Re: filesystem damage
On 3/2/25 14:35, David Christensen wrote:
At this point, I am uncertain if the /home ext4 file systems are correct
on either the OS disc or the copied image disc (?).
I did a "fsck -f" on each filesystem. Many had no errors, most of the
rest were just "this inode is too wide". So they're all correct _now_,
and I'll back up again next weekend.
The "norecovery" option for mount(8) seems like a dangerous design
choice. "readonly" is supposed to mean "do not write to disk".
Yeah, that's what I thought too.
I must
remember that land mine if and when I want to do forensic work.
> eben@cerberus:/$ sudo smartctl -a /dev/sda
> smartctl 7.3 2022-02-28 r5338 [x86_64-linux-6.1.0-31-amd64] (local
build)
> Copyright (C) 2002-22, Bruce Allen, Christian Franke,
www.smartmontools.org
>
> === START OF INFORMATION SECTION ===
> Model Family: Seagate BarraCuda 3.5 (SMR)
> Device Model: ST2000DM008-2UB102
AIUI SMR does not work well for OS (e.g. /tmp, swap) and general-purpose
(e.g. /home) disks that see frequent small random write workloads.

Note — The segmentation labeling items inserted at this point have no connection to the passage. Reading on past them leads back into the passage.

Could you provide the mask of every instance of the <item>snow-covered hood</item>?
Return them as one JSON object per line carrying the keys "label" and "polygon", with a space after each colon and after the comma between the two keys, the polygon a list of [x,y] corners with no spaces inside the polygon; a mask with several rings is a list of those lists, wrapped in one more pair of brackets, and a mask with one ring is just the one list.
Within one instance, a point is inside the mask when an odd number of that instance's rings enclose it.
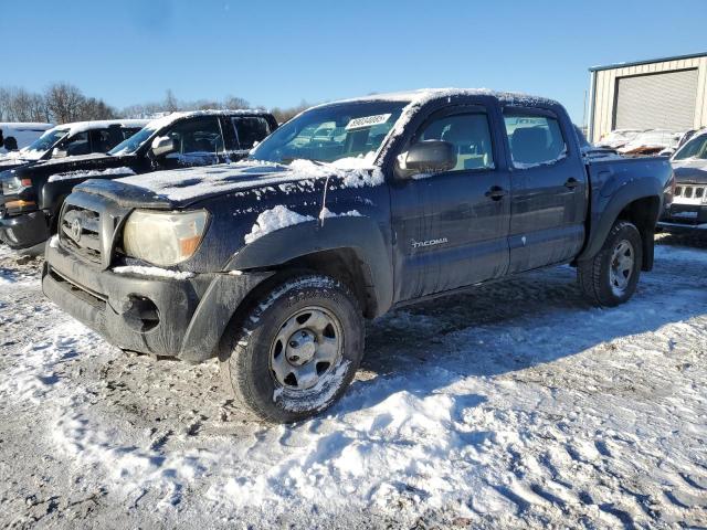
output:
{"label": "snow-covered hood", "polygon": [[[116,180],[88,180],[76,190],[97,193],[125,206],[182,208],[200,200],[232,192],[278,188],[284,194],[316,180],[333,180],[333,186],[360,188],[383,182],[377,168],[347,168],[295,160],[288,166],[241,161],[235,163],[156,171]],[[336,183],[334,182],[336,181]]]}
{"label": "snow-covered hood", "polygon": [[675,182],[680,184],[707,184],[707,160],[674,160],[672,165]]}

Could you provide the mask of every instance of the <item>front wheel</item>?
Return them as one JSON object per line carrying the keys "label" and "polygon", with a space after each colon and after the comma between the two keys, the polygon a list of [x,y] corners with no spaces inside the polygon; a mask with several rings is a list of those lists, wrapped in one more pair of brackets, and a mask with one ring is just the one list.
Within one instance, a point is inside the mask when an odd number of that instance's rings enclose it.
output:
{"label": "front wheel", "polygon": [[579,263],[577,279],[591,303],[614,307],[635,293],[642,263],[639,229],[629,221],[616,221],[601,251],[593,258]]}
{"label": "front wheel", "polygon": [[221,374],[235,405],[256,420],[289,423],[335,403],[363,353],[356,297],[328,276],[303,275],[260,300],[226,331]]}

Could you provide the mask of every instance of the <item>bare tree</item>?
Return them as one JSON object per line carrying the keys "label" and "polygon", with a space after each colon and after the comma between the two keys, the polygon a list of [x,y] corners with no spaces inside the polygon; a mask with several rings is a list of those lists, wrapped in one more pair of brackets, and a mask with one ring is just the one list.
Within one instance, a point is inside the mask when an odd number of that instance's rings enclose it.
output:
{"label": "bare tree", "polygon": [[306,110],[310,106],[312,106],[310,104],[308,104],[303,99],[299,103],[299,105],[295,107],[289,107],[289,108],[274,107],[271,109],[271,113],[273,116],[275,116],[275,119],[277,120],[278,124],[284,124],[285,121],[291,120],[292,118],[297,116],[303,110]]}
{"label": "bare tree", "polygon": [[44,94],[46,108],[56,124],[77,121],[81,119],[84,95],[74,85],[56,83]]}
{"label": "bare tree", "polygon": [[167,89],[167,94],[165,95],[165,103],[162,104],[162,106],[163,109],[168,113],[179,110],[179,102],[177,100],[177,97],[175,97],[171,88]]}
{"label": "bare tree", "polygon": [[251,108],[251,104],[247,102],[247,99],[243,99],[242,97],[226,96],[226,98],[223,100],[223,107],[231,109]]}
{"label": "bare tree", "polygon": [[103,102],[103,99],[96,99],[89,97],[84,100],[81,108],[81,119],[114,119],[117,116],[115,109]]}

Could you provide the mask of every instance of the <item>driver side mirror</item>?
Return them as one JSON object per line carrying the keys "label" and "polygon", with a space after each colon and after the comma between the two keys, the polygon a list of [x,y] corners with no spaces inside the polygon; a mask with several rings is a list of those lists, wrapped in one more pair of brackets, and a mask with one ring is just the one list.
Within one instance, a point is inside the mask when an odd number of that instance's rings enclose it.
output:
{"label": "driver side mirror", "polygon": [[65,149],[60,149],[55,147],[52,149],[52,158],[66,158],[68,156],[68,151]]}
{"label": "driver side mirror", "polygon": [[155,157],[162,157],[177,150],[177,142],[169,136],[158,136],[150,146]]}
{"label": "driver side mirror", "polygon": [[398,156],[395,173],[408,179],[418,173],[439,173],[456,166],[456,149],[449,141],[424,140]]}

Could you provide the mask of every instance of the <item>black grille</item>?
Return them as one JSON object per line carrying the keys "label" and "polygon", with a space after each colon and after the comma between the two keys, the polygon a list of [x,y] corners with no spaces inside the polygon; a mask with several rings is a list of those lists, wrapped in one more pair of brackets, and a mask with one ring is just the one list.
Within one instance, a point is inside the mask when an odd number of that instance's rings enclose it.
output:
{"label": "black grille", "polygon": [[60,229],[60,241],[64,246],[91,262],[102,262],[101,213],[66,204]]}

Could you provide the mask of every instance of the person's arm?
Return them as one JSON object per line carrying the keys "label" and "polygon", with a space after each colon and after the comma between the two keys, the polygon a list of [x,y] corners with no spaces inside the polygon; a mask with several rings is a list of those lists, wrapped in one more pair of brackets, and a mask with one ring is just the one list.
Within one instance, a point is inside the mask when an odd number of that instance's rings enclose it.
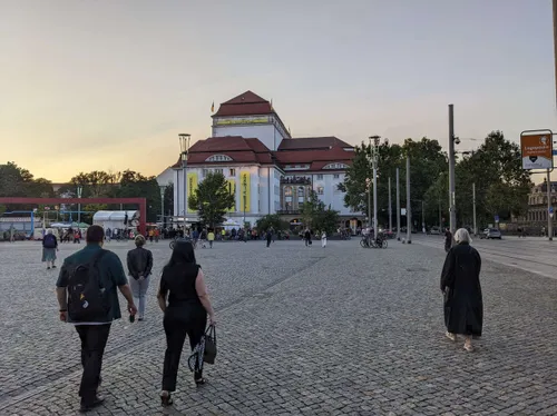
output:
{"label": "person's arm", "polygon": [[118,286],[118,290],[120,290],[120,294],[126,298],[126,301],[128,303],[127,310],[129,315],[135,315],[137,314],[137,308],[134,304],[134,296],[131,295],[128,279],[126,278],[126,274],[124,273],[124,266],[121,265],[119,257],[114,252],[108,252],[108,256],[113,257],[110,259],[111,278],[114,279],[115,285]]}
{"label": "person's arm", "polygon": [[153,252],[150,250],[147,250],[147,268],[145,269],[145,275],[144,277],[147,278],[153,270]]}
{"label": "person's arm", "polygon": [[197,296],[202,301],[203,307],[207,311],[209,316],[211,325],[215,325],[215,310],[213,309],[213,305],[211,305],[211,299],[208,297],[207,286],[205,285],[205,279],[203,277],[203,271],[199,268],[197,273],[197,278],[195,279],[195,291],[197,291]]}
{"label": "person's arm", "polygon": [[455,251],[451,250],[447,255],[443,265],[443,271],[441,273],[441,291],[444,288],[452,286],[452,280],[455,278]]}
{"label": "person's arm", "polygon": [[58,280],[56,281],[56,297],[60,308],[60,320],[68,321],[68,268],[66,263],[60,268]]}

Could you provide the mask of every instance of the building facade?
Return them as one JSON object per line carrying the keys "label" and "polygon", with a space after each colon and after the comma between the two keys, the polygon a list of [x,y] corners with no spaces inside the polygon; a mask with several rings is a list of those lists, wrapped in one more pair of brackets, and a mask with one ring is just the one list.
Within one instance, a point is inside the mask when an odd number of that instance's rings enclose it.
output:
{"label": "building facade", "polygon": [[186,169],[182,161],[172,167],[175,219],[185,215],[187,222],[198,221],[187,199],[213,171],[224,175],[235,196],[228,221],[254,226],[278,214],[300,224],[301,206],[313,190],[340,211],[343,225],[356,228],[364,215],[344,207],[338,189],[353,157],[354,148],[336,137],[292,138],[272,103],[246,91],[219,106],[212,137],[190,147]]}

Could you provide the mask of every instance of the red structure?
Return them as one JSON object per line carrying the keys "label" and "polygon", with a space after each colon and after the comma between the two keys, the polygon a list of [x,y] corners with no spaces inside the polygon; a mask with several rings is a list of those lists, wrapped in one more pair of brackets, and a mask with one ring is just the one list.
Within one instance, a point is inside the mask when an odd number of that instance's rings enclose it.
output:
{"label": "red structure", "polygon": [[61,205],[61,204],[134,204],[139,207],[140,234],[146,231],[147,200],[145,198],[19,198],[0,197],[1,205],[29,204],[29,205]]}

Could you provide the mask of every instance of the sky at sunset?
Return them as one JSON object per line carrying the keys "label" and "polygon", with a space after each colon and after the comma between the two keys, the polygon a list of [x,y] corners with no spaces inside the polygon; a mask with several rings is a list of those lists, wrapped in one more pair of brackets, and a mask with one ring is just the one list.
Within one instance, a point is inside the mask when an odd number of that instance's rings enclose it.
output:
{"label": "sky at sunset", "polygon": [[[294,137],[557,130],[550,0],[0,0],[0,164],[157,175],[252,90]],[[463,140],[470,150],[479,141]]]}

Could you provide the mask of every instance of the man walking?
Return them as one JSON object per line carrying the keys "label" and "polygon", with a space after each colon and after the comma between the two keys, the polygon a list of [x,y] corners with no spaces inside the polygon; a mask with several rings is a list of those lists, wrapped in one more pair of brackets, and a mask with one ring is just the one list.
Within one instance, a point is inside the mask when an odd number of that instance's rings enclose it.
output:
{"label": "man walking", "polygon": [[75,325],[81,339],[80,412],[104,402],[97,394],[102,355],[113,320],[121,318],[116,288],[126,298],[128,313],[137,313],[121,261],[113,251],[102,249],[104,240],[101,227],[89,227],[87,246],[66,258],[56,283],[60,320]]}

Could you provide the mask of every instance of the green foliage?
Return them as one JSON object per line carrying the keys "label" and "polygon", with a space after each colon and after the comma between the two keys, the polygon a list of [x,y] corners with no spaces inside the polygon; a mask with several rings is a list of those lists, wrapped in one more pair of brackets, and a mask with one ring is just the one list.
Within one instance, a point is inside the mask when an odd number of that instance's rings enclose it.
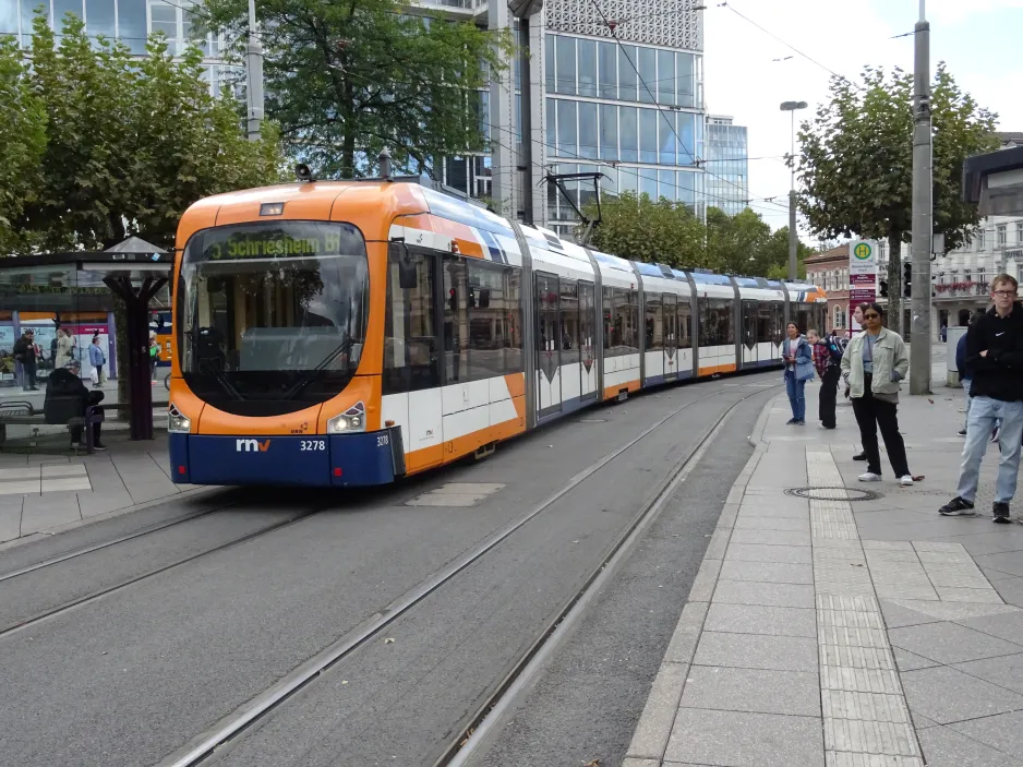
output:
{"label": "green foliage", "polygon": [[[200,197],[279,179],[275,127],[245,141],[237,104],[203,82],[197,50],[176,61],[154,36],[134,59],[91,40],[70,13],[59,44],[36,16],[31,68],[12,45],[0,44],[4,251],[103,249],[130,235],[171,247]],[[7,178],[15,168],[21,183]]]}
{"label": "green foliage", "polygon": [[[586,207],[597,216],[595,203]],[[634,261],[660,262],[675,267],[706,267],[703,225],[684,204],[664,197],[653,202],[646,194],[626,192],[601,201],[602,221],[593,231],[592,245]]]}
{"label": "green foliage", "polygon": [[[996,146],[996,116],[980,108],[938,64],[931,86],[935,231],[948,249],[967,241],[978,218],[961,202],[962,163]],[[866,237],[889,243],[892,325],[901,326],[901,243],[913,208],[913,75],[866,68],[862,85],[834,77],[831,100],[799,131],[799,208],[826,238]]]}
{"label": "green foliage", "polygon": [[[248,0],[207,0],[208,25],[248,32]],[[477,91],[504,69],[510,36],[406,14],[398,0],[256,0],[267,116],[291,154],[323,178],[372,172],[485,147]],[[239,51],[240,52],[240,51]]]}
{"label": "green foliage", "polygon": [[15,226],[39,189],[46,110],[27,81],[17,43],[0,38],[0,252],[24,247]]}

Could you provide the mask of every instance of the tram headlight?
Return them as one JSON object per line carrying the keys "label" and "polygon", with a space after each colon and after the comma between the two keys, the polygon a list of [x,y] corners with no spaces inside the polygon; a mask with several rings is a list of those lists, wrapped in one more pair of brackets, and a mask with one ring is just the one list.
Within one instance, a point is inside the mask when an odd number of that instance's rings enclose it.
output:
{"label": "tram headlight", "polygon": [[328,434],[351,434],[365,431],[365,405],[356,403],[340,416],[327,421]]}
{"label": "tram headlight", "polygon": [[173,403],[167,408],[167,431],[171,434],[188,434],[192,431],[192,419],[182,416]]}

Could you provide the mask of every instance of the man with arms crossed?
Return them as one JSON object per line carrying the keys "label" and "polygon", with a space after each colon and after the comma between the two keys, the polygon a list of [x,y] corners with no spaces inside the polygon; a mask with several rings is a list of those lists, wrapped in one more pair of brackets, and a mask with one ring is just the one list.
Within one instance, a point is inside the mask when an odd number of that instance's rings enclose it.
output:
{"label": "man with arms crossed", "polygon": [[1009,503],[1015,494],[1023,439],[1023,307],[1015,304],[1019,283],[1008,274],[991,280],[995,305],[966,331],[966,364],[973,371],[966,444],[956,495],[938,510],[943,516],[973,514],[980,480],[980,462],[998,421],[998,479],[995,482],[995,522],[1008,524]]}

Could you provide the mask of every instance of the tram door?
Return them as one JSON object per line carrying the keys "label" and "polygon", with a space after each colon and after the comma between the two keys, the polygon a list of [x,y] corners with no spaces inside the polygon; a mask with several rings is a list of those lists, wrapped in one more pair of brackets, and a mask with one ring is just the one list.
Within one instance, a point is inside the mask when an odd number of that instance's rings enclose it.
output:
{"label": "tram door", "polygon": [[535,280],[537,415],[544,418],[562,409],[561,286],[553,274],[538,272]]}
{"label": "tram door", "polygon": [[756,368],[757,356],[757,302],[743,301],[743,368]]}
{"label": "tram door", "polygon": [[597,396],[597,293],[592,283],[579,283],[579,379],[581,399]]}
{"label": "tram door", "polygon": [[678,377],[678,297],[664,293],[664,380]]}

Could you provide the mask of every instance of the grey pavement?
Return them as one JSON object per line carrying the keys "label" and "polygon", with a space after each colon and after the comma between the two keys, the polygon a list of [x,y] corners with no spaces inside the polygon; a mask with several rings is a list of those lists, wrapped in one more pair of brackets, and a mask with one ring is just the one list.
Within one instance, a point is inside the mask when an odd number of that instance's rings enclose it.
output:
{"label": "grey pavement", "polygon": [[996,446],[979,516],[937,514],[962,448],[943,348],[934,377],[899,407],[912,488],[857,481],[852,409],[815,428],[817,385],[811,426],[766,408],[625,767],[1023,764],[1023,527],[991,524]]}
{"label": "grey pavement", "polygon": [[105,438],[95,455],[0,453],[0,546],[203,492],[170,480],[167,440]]}

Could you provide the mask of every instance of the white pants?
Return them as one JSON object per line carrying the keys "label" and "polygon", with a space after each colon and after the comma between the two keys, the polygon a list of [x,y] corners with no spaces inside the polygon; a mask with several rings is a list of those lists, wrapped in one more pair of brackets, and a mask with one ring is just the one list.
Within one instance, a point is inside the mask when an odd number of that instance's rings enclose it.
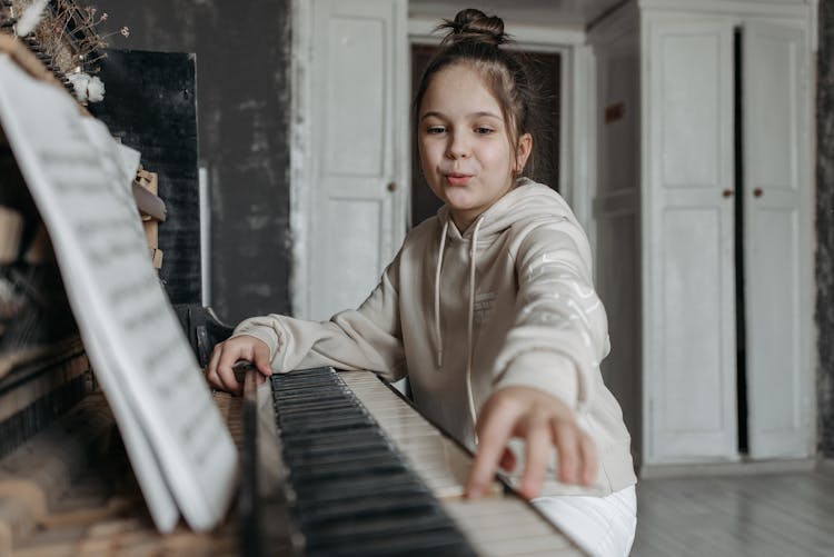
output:
{"label": "white pants", "polygon": [[606,497],[560,495],[532,503],[593,557],[623,557],[632,550],[637,527],[634,486]]}

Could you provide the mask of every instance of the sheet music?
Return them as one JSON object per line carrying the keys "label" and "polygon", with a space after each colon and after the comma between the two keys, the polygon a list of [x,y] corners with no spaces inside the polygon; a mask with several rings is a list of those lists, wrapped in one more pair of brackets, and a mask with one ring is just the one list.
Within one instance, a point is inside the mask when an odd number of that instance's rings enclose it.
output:
{"label": "sheet music", "polygon": [[191,528],[211,528],[232,496],[237,454],[151,267],[125,187],[129,153],[64,91],[2,54],[0,125],[157,527],[170,531],[179,509]]}

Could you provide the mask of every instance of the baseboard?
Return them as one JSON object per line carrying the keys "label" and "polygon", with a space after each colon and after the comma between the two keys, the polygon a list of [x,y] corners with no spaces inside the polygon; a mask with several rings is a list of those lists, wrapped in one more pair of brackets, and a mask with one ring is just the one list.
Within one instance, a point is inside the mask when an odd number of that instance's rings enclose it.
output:
{"label": "baseboard", "polygon": [[820,457],[816,461],[816,470],[834,476],[834,458]]}
{"label": "baseboard", "polygon": [[[825,467],[834,475],[834,460],[826,459]],[[821,469],[821,461],[816,458],[791,460],[741,460],[738,462],[692,462],[674,465],[645,465],[639,470],[639,477],[677,478],[693,476],[741,476],[748,474],[784,474],[797,471],[813,471]]]}

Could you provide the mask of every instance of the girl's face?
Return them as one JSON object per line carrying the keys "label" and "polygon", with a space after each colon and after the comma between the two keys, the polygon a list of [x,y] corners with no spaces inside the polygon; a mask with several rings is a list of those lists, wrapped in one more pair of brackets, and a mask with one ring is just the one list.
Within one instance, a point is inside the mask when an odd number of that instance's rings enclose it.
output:
{"label": "girl's face", "polygon": [[450,66],[431,77],[418,112],[420,166],[461,232],[513,188],[533,139],[509,142],[509,123],[480,76]]}

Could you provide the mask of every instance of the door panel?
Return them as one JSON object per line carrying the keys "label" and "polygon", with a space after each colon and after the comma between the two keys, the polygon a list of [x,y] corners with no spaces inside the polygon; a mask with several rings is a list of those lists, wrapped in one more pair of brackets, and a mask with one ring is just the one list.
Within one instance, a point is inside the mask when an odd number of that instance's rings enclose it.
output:
{"label": "door panel", "polygon": [[[737,458],[733,29],[648,26],[647,464]],[[644,74],[645,78],[645,74]]]}
{"label": "door panel", "polygon": [[744,241],[749,456],[811,451],[813,316],[804,33],[743,32]]}
{"label": "door panel", "polygon": [[306,307],[327,319],[368,296],[405,235],[406,2],[316,0],[310,31]]}

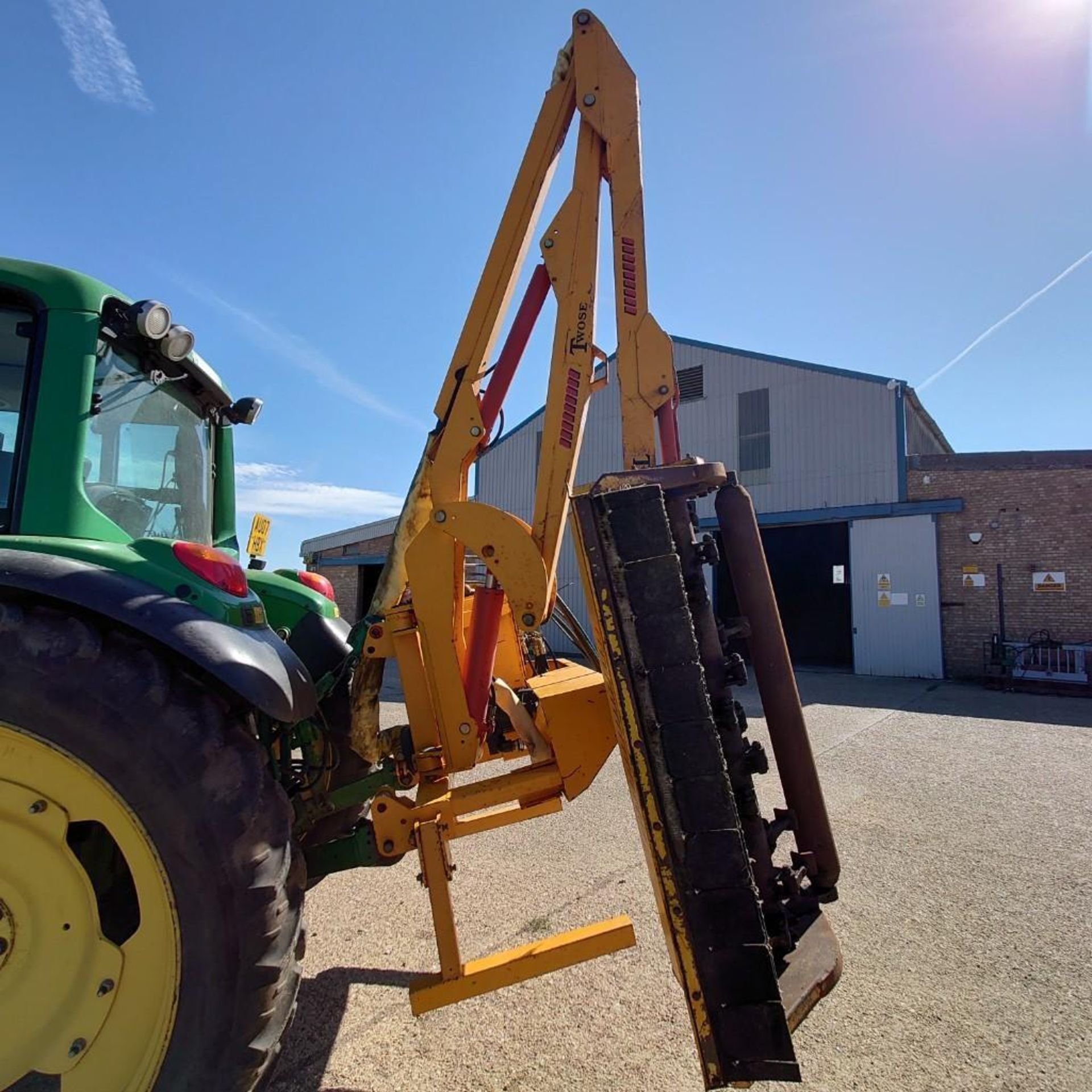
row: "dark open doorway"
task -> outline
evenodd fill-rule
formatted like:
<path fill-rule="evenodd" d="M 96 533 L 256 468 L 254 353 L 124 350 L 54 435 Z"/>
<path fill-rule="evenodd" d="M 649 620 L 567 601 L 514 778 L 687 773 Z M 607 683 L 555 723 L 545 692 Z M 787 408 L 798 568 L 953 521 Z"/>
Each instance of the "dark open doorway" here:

I
prefer small high-quality 2.5" SSD's (Intel SSD 520 Series 60 GB) for my
OS and /home disks, and put my bulk data on a file server. I would re-
purpose that HDD for images -- CMR should be okay for large sequential
write workloads.
?MR=Shielded / Conventional Magnetic Recording? How do I tell a priori
which drives are SMR and which are CMR?
> SMART Self-test log structure revision number 1
> No self-tests have been logged. [To run self-tests, use: smartctl -t]
Are you running tests periodically?
I haven't been, but perhaps I should add that to my after-backup routine.